Self-organized patterns by a DC pin liquid anode discharge in ambient air: Effect of liquid types on formation

TL;DR

This study investigates how different liquid types influence the formation of self-organized patterns in a DC pin liquid anode discharge in ambient air, revealing significant differences based on liquid composition.

Contribution

It presents the first analysis of the effect of liquid type on SOP formation in a pin liquid anode discharge, highlighting differences between HCl and H2SO4 liquids.

Findings

SOPs form below a dark region mainly due to N2 transitions.

Liquid type significantly affects SOP size and discretization.
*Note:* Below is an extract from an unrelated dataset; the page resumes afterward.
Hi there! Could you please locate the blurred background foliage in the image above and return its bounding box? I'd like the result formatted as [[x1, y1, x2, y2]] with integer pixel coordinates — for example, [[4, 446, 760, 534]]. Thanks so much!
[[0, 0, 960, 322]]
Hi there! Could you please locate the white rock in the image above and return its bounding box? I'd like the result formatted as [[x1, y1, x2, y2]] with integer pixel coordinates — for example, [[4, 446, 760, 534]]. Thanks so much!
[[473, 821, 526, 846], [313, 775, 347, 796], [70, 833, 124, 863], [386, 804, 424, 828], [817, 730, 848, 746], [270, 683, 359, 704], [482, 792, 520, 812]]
Discharge current and gap distance influence SOP characteristics.

Abstract

A pin liquid anode DC discharge is generated in open air without any additional gas feeding to form self-organized patterns (SOPs) on various liquid interfaces. Axially resolved emission spectra of the whole discharge reveal that the self-organized patterns are formed below a dark region and are visible mainly due to the N2 transitions. The high energy N2 (C) level is mainly excited by the impact of electrons heated by the local increased electric field at the interface. For the first time, the effect of the liquid type on the SOP formation is presented. With almost the same other discharge conditions, the formed SOPs are significantly different from HCl and H2SO4 liquid anodes. The SOP difference is repeated when the discharge current and gap distance change for both liquid anodes. The variations of SOP size and discretization as a function of discharge current and gap distance are discussed and confirm that different SOPs are formed by the HCl liquid anode from tap water or the H2SO4 liquid anode. A possible explanation is brought up to explain the dependence of SOPs on the liquid type.